Shaftesbury passed from ethics to aesthetics by identifying them. The good and the beautiful are one: morality is “the taste of beauty and the relish of what is decent”; so we speak of some unsocial acts as ugly, for we feel that they offend that harmony of the part with the whole which is both goodness and beauty. A man can make his life a work of art—of unity and harmony—by developing an aesthetic sense in which morality will be an element; a man “of thorough good breeding” (our aristocrat believed) does this, and is by training “incapable of doing a rude or brutal action”; 176 his formed good taste will guide him in conduct as in art. Truth too is a kind of beauty, a harmony of the parts of knowledge with the whole. Hence Shaftesbury took readily the side of classicism in art: form, unity, and harmony seemed to him the essentials of excellence in poetry, architecture, and sculpture; and in painting color is less basic and noble than line. He was the first modern who made beauty a fundamental problem in philosophy; he began the discussion that at the end of the eighteenth century culminated in Lord Kames and Burke.

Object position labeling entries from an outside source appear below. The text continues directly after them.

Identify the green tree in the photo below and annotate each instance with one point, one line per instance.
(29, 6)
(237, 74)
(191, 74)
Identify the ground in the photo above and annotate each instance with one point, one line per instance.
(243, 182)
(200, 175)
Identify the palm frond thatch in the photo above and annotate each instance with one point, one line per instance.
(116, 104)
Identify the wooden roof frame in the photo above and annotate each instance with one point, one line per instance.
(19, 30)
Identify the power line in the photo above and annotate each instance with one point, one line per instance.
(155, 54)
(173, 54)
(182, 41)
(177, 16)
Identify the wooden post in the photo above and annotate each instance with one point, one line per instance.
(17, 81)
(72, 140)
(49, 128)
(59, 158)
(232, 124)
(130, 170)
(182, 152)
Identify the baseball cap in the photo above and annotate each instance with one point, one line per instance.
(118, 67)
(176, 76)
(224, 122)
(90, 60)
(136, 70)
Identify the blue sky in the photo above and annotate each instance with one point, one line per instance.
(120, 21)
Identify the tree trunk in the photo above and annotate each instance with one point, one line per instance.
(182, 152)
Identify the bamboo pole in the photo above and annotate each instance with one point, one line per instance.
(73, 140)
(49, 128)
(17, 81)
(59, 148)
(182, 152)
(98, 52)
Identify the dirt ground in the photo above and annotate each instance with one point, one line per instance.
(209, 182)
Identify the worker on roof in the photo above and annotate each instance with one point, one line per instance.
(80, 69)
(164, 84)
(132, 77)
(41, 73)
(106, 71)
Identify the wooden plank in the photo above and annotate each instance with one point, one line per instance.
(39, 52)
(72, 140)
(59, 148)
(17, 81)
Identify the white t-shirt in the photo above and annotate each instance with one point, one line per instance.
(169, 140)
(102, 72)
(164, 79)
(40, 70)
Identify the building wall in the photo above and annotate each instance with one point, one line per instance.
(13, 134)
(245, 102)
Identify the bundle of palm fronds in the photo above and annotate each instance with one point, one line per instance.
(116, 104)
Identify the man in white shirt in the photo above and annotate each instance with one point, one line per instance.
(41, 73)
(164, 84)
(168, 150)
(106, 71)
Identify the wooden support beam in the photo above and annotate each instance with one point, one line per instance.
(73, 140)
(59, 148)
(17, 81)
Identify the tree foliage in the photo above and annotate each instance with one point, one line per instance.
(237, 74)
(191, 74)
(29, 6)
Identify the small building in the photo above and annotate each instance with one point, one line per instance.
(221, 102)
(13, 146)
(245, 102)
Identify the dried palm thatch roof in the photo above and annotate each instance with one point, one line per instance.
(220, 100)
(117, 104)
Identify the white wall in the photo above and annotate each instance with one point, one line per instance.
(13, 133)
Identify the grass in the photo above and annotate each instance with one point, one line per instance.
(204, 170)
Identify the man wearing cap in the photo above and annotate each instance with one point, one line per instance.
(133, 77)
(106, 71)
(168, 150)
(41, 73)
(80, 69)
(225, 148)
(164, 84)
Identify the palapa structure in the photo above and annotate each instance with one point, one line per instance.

This was one line of Shaftesbury’s influence; there were many others. His emphasis on feeling affected the romantic movement, especially in Germany through Lessing, Schiller, Goethe, and Herder—who called him “Europe’s amiable Plato.” 177 In France this influence appeared in Diderot as well as in Rousseau. His interpretation of religion as theoretically weak but morally indispensable touched Kant’s practical nerve. His stress on sympathy as the basis of morals reappeared in Hume and Adam Smith. His ideas on art shared in forming Winckelmann’s classical ecstasy. Beginning as a pupil of the intellectual and not too aesthetic Locke, he became (perhaps by the natural resistance of every generation to its generators) the philosopher of feeling, sentiment, and beauty. Lover of the classic style in art, he became a source of the romantic revival on the Continent, though in England poetry and architecture followed his classic bent. And he had the distinction of making philosophy shine with a grace of style reminiscent of Plato, and then rivaled only by Berkeley.